You actually were worried that someone
might not understand the cat, but Douglas ’s name
means dark. The cat is black. Both trap Esther whose name means hidden. You had
introduced Beast on the first page as lying across Esther’s face in the
morning, nearly suffocating her. Esther awakes with Douglas
snoring beside her, his leg heavy across her abdomen.
Another
student, an older soft-spoken woman, interrupts tentatively, “But I see Beast
as symbolizing Esther’s captivity. And I like his name.”
You
want to reach out and hug this small beautiful woman. Instead of backing off
your cat, the predator comes at you from a different angle: You should never say nearly or like you were suffocated. Say you were suffocated. Well, I think because I’m not allowed to talk, that
would be a different story, wouldn’t it? Esther would be dead in the first
paragraph. But you don’t defend Beast’s placement on Esther’s nose or even
defend his existence. You feel bad for him because he is real. He is your cat after all, and even though he does trip you
and get black hair all over your couch and your sweaters, you love him and
wouldn’t cut him from your life. You are suddenly exhausted. Period. This
extroverted, grinning girl has caused your brain to slowly shut down like
Esther’s new toilet seat.
The
first semester woman who spoke quietly gains strength. “I think you might be
missing the layers of this story,” she says. “The story isn’t just about a
woman who likes to pretend to pee so that she can read and eat chocolate.”
“Yes,”
a second semester student agrees. “The basic premise is the need to escape. The
cat symbolizes imprisonment. Esther can’t get the cat to leave even though she
pushes it away.”
You
begin to awaken more fully. The herd still has some life in it. They are
struggling to their voices. “Do you think,” this second student says. “That you
might not understand the cat because of the genre you come from?”
You
can’t believe she said it. The words hang in the air for a minute like an arrow.
They hold center stage before the predator slaps them to the floor. I know good writing when I see it and I
know bad. You think of Leon Russell’s song, “If There was no Bad, You’d be
Good.” You wish there was no bad.
“Okay,”
the workshop leader says. By now you’d almost forgotten he existed. “Why don’t
we take a look at the language?” He flips through pages: “She uses the same
words to describe the cat as she does Douglas . But
maybe that’s not enough to draw the parallel if all of you didn’t get it.”
Your
last mentor advised you to cut the line: “Beast is just like Douglas .”
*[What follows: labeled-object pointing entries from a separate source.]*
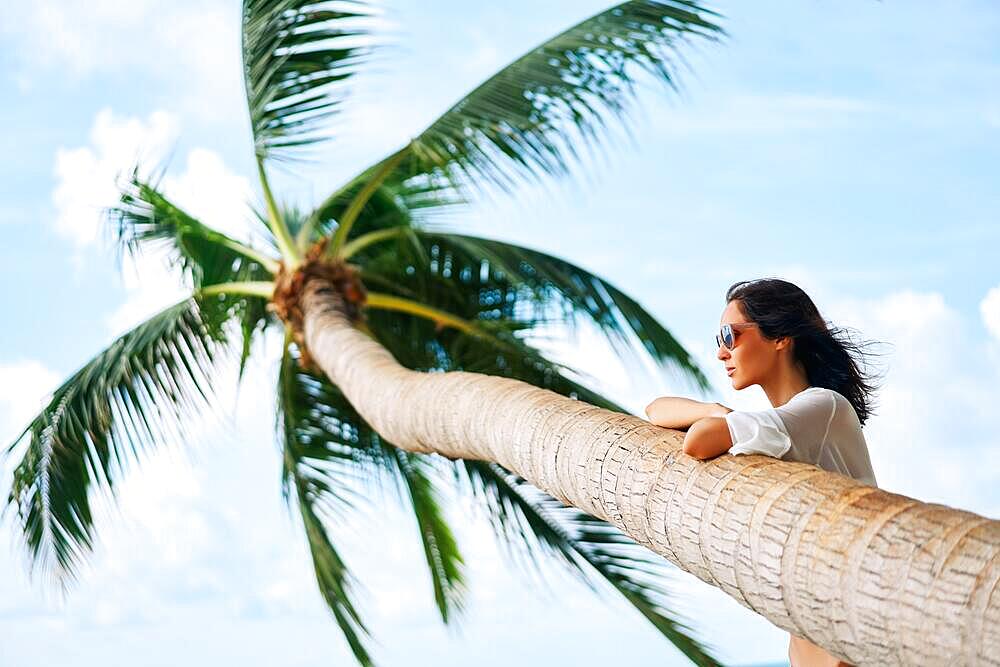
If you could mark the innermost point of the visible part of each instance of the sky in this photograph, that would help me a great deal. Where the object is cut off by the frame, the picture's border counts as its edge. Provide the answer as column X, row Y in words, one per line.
column 849, row 147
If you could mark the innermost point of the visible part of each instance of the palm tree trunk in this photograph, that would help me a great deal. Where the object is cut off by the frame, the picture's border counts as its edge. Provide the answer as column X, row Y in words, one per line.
column 873, row 577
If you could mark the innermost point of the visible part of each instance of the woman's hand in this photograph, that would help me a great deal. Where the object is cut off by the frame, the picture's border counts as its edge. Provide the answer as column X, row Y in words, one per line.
column 679, row 413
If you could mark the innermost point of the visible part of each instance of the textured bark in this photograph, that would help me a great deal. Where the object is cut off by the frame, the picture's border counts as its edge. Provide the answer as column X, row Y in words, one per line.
column 873, row 577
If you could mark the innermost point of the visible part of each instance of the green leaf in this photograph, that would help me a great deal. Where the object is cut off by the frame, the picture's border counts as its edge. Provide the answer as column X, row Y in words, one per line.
column 321, row 463
column 529, row 119
column 297, row 56
column 132, row 396
column 440, row 547
column 593, row 550
column 483, row 279
column 146, row 219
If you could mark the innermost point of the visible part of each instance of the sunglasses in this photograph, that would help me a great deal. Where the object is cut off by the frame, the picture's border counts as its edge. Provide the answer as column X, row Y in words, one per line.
column 727, row 334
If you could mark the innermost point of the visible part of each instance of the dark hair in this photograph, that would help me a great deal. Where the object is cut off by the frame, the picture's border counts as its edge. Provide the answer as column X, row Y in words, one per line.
column 780, row 309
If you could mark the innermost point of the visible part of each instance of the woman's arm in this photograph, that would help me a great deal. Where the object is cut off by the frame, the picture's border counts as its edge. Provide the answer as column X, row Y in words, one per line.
column 679, row 413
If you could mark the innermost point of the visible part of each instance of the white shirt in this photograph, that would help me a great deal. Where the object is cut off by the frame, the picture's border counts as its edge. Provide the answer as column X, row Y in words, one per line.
column 817, row 426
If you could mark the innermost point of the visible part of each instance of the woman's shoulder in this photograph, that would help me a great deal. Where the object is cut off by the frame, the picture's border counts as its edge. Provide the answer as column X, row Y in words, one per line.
column 829, row 396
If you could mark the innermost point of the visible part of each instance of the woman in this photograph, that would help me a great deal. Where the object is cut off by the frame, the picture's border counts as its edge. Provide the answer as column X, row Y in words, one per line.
column 772, row 335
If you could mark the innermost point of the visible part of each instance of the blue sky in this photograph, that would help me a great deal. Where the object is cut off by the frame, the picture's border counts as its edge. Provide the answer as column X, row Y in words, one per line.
column 849, row 147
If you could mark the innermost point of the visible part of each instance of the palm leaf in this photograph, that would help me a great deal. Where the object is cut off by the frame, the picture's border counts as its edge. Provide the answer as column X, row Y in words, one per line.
column 415, row 472
column 321, row 454
column 522, row 515
column 528, row 119
column 297, row 55
column 593, row 550
column 138, row 392
column 146, row 219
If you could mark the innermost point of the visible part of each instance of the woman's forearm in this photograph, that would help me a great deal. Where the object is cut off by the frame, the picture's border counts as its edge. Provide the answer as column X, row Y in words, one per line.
column 678, row 412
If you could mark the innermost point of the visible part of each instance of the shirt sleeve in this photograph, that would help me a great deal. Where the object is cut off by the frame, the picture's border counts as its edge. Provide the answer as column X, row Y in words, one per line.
column 758, row 432
column 801, row 424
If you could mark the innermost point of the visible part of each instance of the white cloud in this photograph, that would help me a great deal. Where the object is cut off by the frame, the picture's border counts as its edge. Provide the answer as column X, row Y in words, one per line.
column 989, row 309
column 191, row 49
column 88, row 182
column 24, row 386
column 87, row 175
column 780, row 112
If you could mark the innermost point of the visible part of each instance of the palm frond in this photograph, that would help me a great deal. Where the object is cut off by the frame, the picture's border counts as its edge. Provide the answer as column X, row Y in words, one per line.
column 416, row 473
column 132, row 396
column 321, row 464
column 593, row 550
column 297, row 56
column 528, row 120
column 399, row 204
column 145, row 219
column 487, row 280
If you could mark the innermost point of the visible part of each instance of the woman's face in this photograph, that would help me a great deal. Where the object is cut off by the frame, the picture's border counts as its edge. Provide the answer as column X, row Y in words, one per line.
column 752, row 357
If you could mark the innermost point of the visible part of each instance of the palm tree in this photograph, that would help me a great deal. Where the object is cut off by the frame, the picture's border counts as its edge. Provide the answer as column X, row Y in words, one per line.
column 438, row 301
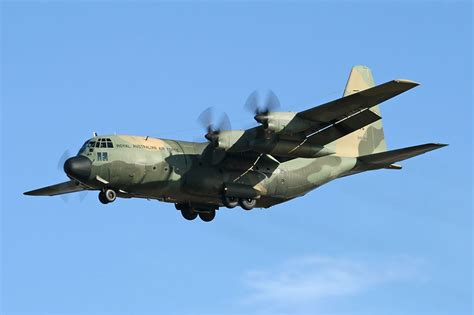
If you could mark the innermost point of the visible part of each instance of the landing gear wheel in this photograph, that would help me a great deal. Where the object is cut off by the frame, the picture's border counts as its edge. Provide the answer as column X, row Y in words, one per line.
column 207, row 216
column 189, row 214
column 230, row 202
column 102, row 198
column 247, row 203
column 110, row 195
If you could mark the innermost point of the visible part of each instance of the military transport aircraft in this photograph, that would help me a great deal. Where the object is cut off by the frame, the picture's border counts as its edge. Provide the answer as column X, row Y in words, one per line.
column 287, row 155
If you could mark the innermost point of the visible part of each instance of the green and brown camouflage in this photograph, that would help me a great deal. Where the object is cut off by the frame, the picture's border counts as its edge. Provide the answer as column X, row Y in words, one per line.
column 334, row 140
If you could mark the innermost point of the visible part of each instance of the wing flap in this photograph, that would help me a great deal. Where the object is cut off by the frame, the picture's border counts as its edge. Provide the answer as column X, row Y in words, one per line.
column 333, row 111
column 58, row 189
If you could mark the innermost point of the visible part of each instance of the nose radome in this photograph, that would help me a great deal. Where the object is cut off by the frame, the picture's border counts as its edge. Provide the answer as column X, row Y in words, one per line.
column 78, row 167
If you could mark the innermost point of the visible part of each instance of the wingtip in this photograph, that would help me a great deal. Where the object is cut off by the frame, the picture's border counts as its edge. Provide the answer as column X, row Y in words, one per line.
column 408, row 82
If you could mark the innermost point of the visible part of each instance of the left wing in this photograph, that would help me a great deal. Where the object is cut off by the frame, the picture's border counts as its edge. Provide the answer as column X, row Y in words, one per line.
column 58, row 189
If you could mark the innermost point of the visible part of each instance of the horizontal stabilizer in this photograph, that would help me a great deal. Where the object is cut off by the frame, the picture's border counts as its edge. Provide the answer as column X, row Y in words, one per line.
column 58, row 189
column 331, row 112
column 388, row 158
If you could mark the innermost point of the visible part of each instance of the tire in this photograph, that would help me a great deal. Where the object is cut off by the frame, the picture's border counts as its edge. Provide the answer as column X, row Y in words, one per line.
column 189, row 214
column 207, row 216
column 102, row 198
column 247, row 203
column 230, row 202
column 110, row 195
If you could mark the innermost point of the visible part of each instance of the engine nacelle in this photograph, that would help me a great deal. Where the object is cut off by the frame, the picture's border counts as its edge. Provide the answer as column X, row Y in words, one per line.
column 283, row 122
column 232, row 139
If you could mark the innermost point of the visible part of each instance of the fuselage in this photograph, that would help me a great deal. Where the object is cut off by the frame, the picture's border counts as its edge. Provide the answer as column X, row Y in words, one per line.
column 172, row 171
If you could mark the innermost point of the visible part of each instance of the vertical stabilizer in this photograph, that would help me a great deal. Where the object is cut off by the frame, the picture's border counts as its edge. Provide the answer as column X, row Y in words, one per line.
column 369, row 139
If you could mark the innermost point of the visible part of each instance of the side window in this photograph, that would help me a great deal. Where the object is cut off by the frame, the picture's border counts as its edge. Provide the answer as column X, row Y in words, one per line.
column 102, row 156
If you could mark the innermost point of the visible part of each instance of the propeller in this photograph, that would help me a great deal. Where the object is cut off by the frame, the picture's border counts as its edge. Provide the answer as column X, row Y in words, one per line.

You sit there and wish for a
piece of dark chocolate. The chairs are close together, and the rung under the
table prevents you from stretching your legs. Your tailbone is tingling from
sitting too long and your bladder is full. The battle of whether you should
keep or cut the cat continues but you don’t listen because you no longer care
about the cat. You are thinking survival thoughts only. You don’t want to
fight. Instead you count the minutes until you can flee and find a flushable
toilet. There aren’t enough in this old house that has been chosen for graduate
workshops and presentations. Your mind is aching from the siege it wasn’t
prepared for.
Finally,
the subject and predicate, “Let’s take a break,” find a way into your
consciousness, and you run to get in front of the other students who are
stampeding out the door. You can feel the predator somewhere behind you. You
zigzag around other students, swerve into the small corridor, and jog down the
narrow staircase to the bathroom that is in a secluded spot off the kitchen.
Hidden from the main part of the house, few students know about this small restroom.
It has a privacy lock and a slide bolt, a crucial element of your situation and
your story from the beginning, to the middle, to the end.